Se habrían sorprendido si hubiesen visto lo que ocurrió allá abajo en la orilla después de que se fueran, ya caída la noche. Bilbo soltó ante todo un barril y lo empujó hasta la orilla, donde lo abrió. Se oyeron unos quejidos y un enano de aspecto lastimoso salió arrastrándose. Unas pajas húmedas se le habían enredado en la barba enmarañada; estaba tan dolorido y entumecido, con tantas magulladuras y cardenales, que apenas pudo sostenerse en pie y atravesar a tumbos el agua poco profunda; y siguió lamentándose tendido en la orilla. Tenía una mirada famélica y salvaje, como la de un perro encadenado y olvidado en la perrera toda una semana. Era Thorin, aunque sólo podríais reconocerlo por la cadena de oro y por el color del capuchón celeste, ahora sucio y andrajoso, con la borla de plata deslustrada. Tuvo que pasar algún tiempo antes de que volviese a ser amable con el hobbit.

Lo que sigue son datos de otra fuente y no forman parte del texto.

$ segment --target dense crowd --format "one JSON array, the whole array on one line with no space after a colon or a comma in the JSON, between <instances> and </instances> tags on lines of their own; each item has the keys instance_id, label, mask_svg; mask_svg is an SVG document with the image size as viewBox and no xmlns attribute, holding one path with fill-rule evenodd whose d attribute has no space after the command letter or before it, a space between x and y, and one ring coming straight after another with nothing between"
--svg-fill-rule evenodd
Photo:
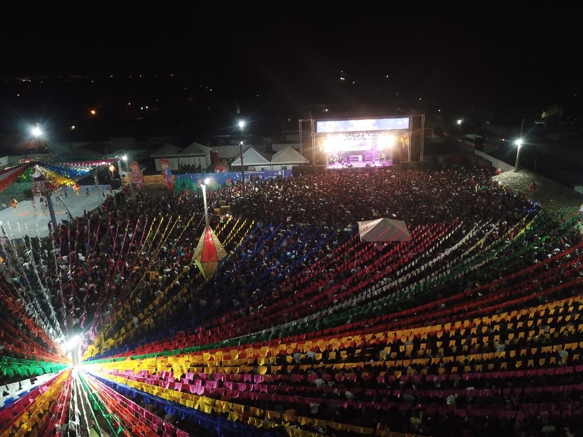
<instances>
[{"instance_id":1,"label":"dense crowd","mask_svg":"<svg viewBox=\"0 0 583 437\"><path fill-rule=\"evenodd\" d=\"M456 238L440 248L440 251L447 252L449 258L440 258L432 263L425 272L429 274L453 270L449 260L461 263L463 254L470 253L477 244L487 247L489 244L500 239L512 239L521 228L519 223L525 220L534 220L541 213L528 199L491 182L491 175L483 170L463 168L441 172L332 172L252 181L245 185L244 190L240 185L234 185L210 191L209 204L212 212L215 207L229 205L235 217L246 218L257 225L250 228L251 233L245 236L240 245L237 245L238 241L230 244L228 251L233 254L222 263L220 274L210 284L204 283L198 268L192 262L204 226L201 192L185 191L156 198L148 193L132 192L125 189L115 195L107 196L104 203L95 210L64 222L52 239L39 241L25 238L24 246L30 251L28 255L17 253L15 248L3 241L3 252L7 255L6 273L12 283L5 286L19 290L15 297L25 296L27 292L31 293L31 295L38 294L42 312L48 314L52 306L58 313L59 326L51 326L54 336L56 337L59 330L67 335L70 333L68 329L73 329L75 333L83 334L84 347L100 332L104 339L111 338L128 323L133 325L133 338L128 340L123 348L113 350L110 354L131 351L152 341L164 344L169 333L178 330L184 331L187 335L198 334L195 343L203 341L206 333L215 335L211 332L217 327L222 328L222 332L225 332L227 330L222 328L227 325L232 326L230 332L233 336L248 334L260 329L268 329L275 323L286 323L314 312L307 301L294 301L294 294L303 286L300 285L303 281L297 279L302 276L318 284L321 294L328 296L321 302L329 305L342 301L340 297L347 292L347 290L361 290L365 282L380 287L394 284L399 280L397 271L382 264L384 256L392 250L391 245L376 245L374 248L375 252L366 263L356 261L341 268L340 265L346 260L333 254L336 248L354 238L359 221L381 217L393 218L404 221L412 231L416 228L429 230L424 232L430 234L436 232L431 227L434 224L445 223L452 227ZM224 217L211 214L212 227L227 227L226 234L233 230L233 222L234 220L227 223ZM488 225L473 234L473 230L480 223ZM542 231L546 229L542 228ZM465 235L470 234L471 238L463 239ZM528 269L566 247L576 246L580 242L580 238L570 229L555 235L552 242L542 243L542 235L531 233L525 239L524 247L536 247L536 250L523 253L519 248L512 248L508 253L501 254L509 259L516 256L517 260L509 262L508 268L516 272ZM456 244L462 240L461 244ZM472 256L478 256L477 252ZM578 249L570 255L570 257L578 256ZM557 261L547 267L553 276L550 276L549 273L550 284L540 287L538 291L542 292L553 287L556 290L546 294L543 301L553 302L580 295L580 285L568 288L560 287L561 284L570 283L580 277L578 268L566 270L563 267L564 262L564 260ZM321 268L322 263L327 263L325 269ZM374 266L375 269L369 270L367 266ZM439 302L458 291L475 288L477 282L500 280L504 276L500 271L490 270L479 274L472 273L453 281L444 281L433 290L433 298ZM528 279L528 275L522 278L523 280ZM518 280L503 281L483 292L493 297L497 296L501 290L511 287L513 281L517 282ZM416 286L415 278L412 277L399 282L397 287L413 290ZM529 287L538 286L535 283ZM332 292L329 290L335 291ZM395 286L392 286L377 297L385 298L395 290ZM195 293L191 292L195 291ZM419 295L412 293L409 303L401 304L399 309L422 305L424 301ZM276 320L270 318L271 312L276 313L270 309L275 308L279 301L287 299L292 302L289 310L277 313L279 318ZM470 298L470 302L472 299L478 299L477 293ZM533 297L528 302L538 302L536 299ZM154 301L157 303L152 307L150 304ZM6 315L6 320L10 320L12 317L9 315L11 308L6 306L5 302L3 304L3 314ZM167 309L161 312L160 308L167 305ZM519 308L519 305L517 309ZM445 315L447 313L445 309L434 307L432 311L443 310ZM392 318L397 320L397 312L392 314ZM427 315L428 320L433 320L430 317ZM68 322L68 319L72 324ZM47 316L47 320L50 322L51 318ZM13 321L23 335L32 335L22 321ZM549 329L559 329L560 326L550 326ZM507 336L508 333L508 330L504 326L496 333L502 337ZM490 332L488 335L494 336L494 333ZM564 343L580 340L580 334L577 332L566 333L563 337L561 340ZM213 340L226 339L220 336L212 337ZM456 340L472 341L459 334ZM512 347L534 350L545 341L544 337L536 341L522 338L514 342ZM429 358L456 354L448 345L438 347L437 341L437 339L431 337L423 340L423 348L431 351L427 355ZM46 340L41 343L50 346ZM407 347L408 350L416 353L421 348L421 343L420 339L413 339L409 343L396 340L392 347L399 350L402 346ZM476 347L477 348L470 349L468 353L475 354L479 351L483 354L498 351L498 346L494 346L493 337L480 343L481 348ZM371 348L357 354L356 348L348 347L345 351L348 356L354 357L355 362L366 363L380 360L382 349ZM319 351L325 354L322 362L339 362L337 358L330 357L329 353ZM554 352L538 351L536 354L533 359L550 361L552 355L565 365L576 364L571 361L572 355L563 361L562 356L556 357ZM315 379L311 378L312 380L324 380L321 378L324 373L322 369L307 371L301 366L307 362L314 363L313 357L311 361L309 357L301 355L293 357L294 360L296 358L297 361L287 365L289 362L285 357L279 358L282 361L278 361L274 367L281 368L274 370L273 373L303 375L313 372L312 376L315 375ZM492 358L487 363L494 365L492 371L501 371L503 361L505 365L512 365L517 359ZM257 367L257 363L252 365ZM454 365L451 362L436 364L428 365L422 372L422 365L412 365L409 370L419 375L434 375L440 372L449 373ZM440 371L440 368L443 370ZM577 399L570 396L565 397L565 393L553 394L549 398L549 395L545 393L527 395L524 391L517 392L515 396L512 394L493 394L491 399L457 394L450 399L440 394L444 390L461 393L469 387L489 390L500 385L522 388L544 384L553 386L580 385L583 382L577 376L578 373L544 378L539 376L536 378L544 381L526 382L524 379L487 381L471 378L460 378L459 380L428 380L424 376L415 382L413 379L404 382L394 380L380 384L376 376L362 377L363 373L374 374L375 372L370 365L359 368L353 380L342 378L345 382L340 385L342 389L339 390L336 383L335 385L325 383L320 386L319 382L315 385L317 388L331 389L324 390L324 398L354 401L347 409L332 407L331 405L336 404L323 401L318 407L307 403L301 412L297 413L324 420L358 422L379 429L420 435L486 436L494 432L508 436L539 435L541 433L545 435L553 433L577 435L576 427L574 429L573 427L568 430L565 428L567 422L575 424L577 420L564 416L557 420L554 417L533 419L493 414L460 415L439 408L430 413L424 410L416 412L412 407L454 403L461 410L469 405L483 403L536 403L544 400L545 397L547 402L559 403L565 399L571 403L583 401L579 397L578 390L574 392L577 393ZM326 372L332 381L338 380L338 373ZM297 386L303 384L299 380L286 384L290 385L290 388L285 390L286 394L303 396L302 391L296 389ZM216 388L224 389L224 387L220 385ZM374 393L367 392L372 389L375 390ZM382 392L384 390L394 394L389 396ZM395 390L399 390L402 392L402 397L394 399ZM430 393L432 390L435 393ZM380 411L370 407L359 410L359 401L368 401L395 405ZM404 403L408 407L403 408L395 403ZM261 408L269 408L268 404L259 401L250 403ZM283 413L290 408L289 406L278 404L275 409ZM347 418L349 417L350 418ZM179 418L174 420L179 420ZM455 428L452 429L452 427ZM563 428L564 431L559 432ZM341 435L332 429L311 431Z\"/></svg>"}]
</instances>

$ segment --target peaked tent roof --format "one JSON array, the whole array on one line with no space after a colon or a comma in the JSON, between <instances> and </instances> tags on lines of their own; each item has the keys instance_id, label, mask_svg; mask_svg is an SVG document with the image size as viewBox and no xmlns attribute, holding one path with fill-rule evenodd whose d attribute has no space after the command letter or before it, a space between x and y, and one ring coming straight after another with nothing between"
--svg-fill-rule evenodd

—Bien, ¿estás vivo o muerto? —preguntó Bilbo un tanto malhumorado. Quizás había olvidado que él por lo menos había tenido una buena comida más que los enanos, y también los brazos y piernas libres, y no hablemos de la mayor ración de aire—. ¿Estás todavía preso o libre? Si quieres comida, y si quieres continuar con esta estúpida aventura (es tuya al fin y al cabo, y no mía), mejor será que sacudas los brazos, te frotes las piernas e intentes ayudarme a sacar a los demás, mientras sea posible.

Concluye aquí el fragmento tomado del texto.